A Goertzel filter computes the energy at one specific frequency using a two-sample IIR recurrence — essentially a single DFT bin without the full FFT. It runs once per target frequency per frame, making it far cheaper than an FFT when you only care about a handful of frequencies.
Each 512-sample frame is first multiplied by a Hanning window to taper the edges to zero. This reduces spectral leakage — without it, energy from one frequency bleeds into adjacent bins and raises false readings.
s[n] = x[n] + 2·cos(ω)·s[n-1] − s[n-2] power = (s[N-1] − s[N-2]·cos(ω))² + (s[N-2]·sin(ω))²
Six filters run in parallel, one per target frequency (200, 400, 800, 1200, 2400, 4000 Hz). These are chosen to cover common drone rotor harmonics — a quadcopter at 80 Hz blade-pass produces harmonics at 160, 240, 320 Hz and above.

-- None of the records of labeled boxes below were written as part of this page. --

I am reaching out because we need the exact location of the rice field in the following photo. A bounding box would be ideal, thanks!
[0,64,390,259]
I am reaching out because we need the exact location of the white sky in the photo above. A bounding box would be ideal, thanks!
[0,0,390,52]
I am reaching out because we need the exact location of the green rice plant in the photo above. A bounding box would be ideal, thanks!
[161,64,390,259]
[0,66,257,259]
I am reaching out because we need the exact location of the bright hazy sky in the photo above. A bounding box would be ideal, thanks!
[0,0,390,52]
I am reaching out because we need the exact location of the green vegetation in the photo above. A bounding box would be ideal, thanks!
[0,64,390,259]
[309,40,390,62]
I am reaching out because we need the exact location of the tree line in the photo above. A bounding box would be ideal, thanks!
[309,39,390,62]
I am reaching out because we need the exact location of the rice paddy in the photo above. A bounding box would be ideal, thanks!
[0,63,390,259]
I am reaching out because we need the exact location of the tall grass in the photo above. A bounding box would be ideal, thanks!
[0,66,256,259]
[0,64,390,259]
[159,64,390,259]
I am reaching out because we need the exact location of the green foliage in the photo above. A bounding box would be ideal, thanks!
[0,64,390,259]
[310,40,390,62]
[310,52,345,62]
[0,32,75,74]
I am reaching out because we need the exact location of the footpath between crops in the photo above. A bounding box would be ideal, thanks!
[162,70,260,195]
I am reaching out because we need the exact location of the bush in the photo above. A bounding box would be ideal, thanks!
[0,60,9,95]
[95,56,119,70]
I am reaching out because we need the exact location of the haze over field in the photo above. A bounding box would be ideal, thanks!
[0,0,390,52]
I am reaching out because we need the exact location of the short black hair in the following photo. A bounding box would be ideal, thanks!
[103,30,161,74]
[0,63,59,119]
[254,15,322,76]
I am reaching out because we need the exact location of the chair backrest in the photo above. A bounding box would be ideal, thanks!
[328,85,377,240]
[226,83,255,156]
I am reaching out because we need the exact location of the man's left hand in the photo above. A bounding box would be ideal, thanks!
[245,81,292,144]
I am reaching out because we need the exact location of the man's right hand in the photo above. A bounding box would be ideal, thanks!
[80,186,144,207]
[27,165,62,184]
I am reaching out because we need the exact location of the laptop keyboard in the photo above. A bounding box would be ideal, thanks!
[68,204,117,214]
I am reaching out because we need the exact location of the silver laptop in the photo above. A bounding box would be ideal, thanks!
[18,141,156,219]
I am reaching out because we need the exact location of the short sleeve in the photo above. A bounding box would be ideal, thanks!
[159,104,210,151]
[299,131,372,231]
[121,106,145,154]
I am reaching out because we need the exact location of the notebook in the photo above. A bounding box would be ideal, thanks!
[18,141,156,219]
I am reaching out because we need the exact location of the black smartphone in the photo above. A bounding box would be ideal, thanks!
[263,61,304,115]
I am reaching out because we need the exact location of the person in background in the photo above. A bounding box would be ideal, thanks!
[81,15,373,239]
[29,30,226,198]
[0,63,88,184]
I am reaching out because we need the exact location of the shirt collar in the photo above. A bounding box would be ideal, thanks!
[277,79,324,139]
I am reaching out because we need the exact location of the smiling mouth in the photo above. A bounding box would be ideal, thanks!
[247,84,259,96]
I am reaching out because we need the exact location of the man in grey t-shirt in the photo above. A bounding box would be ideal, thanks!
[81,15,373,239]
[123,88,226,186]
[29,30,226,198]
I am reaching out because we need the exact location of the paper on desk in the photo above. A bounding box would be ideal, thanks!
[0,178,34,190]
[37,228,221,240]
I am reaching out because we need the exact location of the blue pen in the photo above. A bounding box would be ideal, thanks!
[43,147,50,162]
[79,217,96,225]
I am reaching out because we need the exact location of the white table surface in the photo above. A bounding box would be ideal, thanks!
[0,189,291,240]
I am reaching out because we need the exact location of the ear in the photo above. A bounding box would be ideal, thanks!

Raw Goertzel power scales with the microphone's gain and the drone's distance. To remove that dependency, each bin's power is divided by the total frame energy (sum-of-squares × N). This gives a tonal-to-broadband ratio that stays roughly constant regardless of volume.
ratio[f] = goertzel_power[f] / (sumSq × N)
The bars on screen show this ratio. A steady tone like a drone rotor produces a ratio well above the background. Wind, voices, and traffic produce relatively flat spectra, so no single bin dominates.
Raw per-frame ratios are noisy. An exponential moving average smooths them across time:
ema[f] = α · ratio[f] + (1 − α) · ema[f]
α (alpha) controls the trade-off. At α = 0.25, the EMA has a time constant of roughly 3–4 frames ≈ 100 ms. A drone that appears suddenly reaches threshold in a few frames; a brief spike decays just as quickly.
Two separate thresholds prevent chattering around the detection boundary:
Sustain counters add debouncing in both directions. The alarm only fires after N consecutive triggering frames (Sustain ON), and only clears after M consecutive quiet frames (Sustain OFF). This prevents a single noisy frame from either triggering or cancelling an alarm.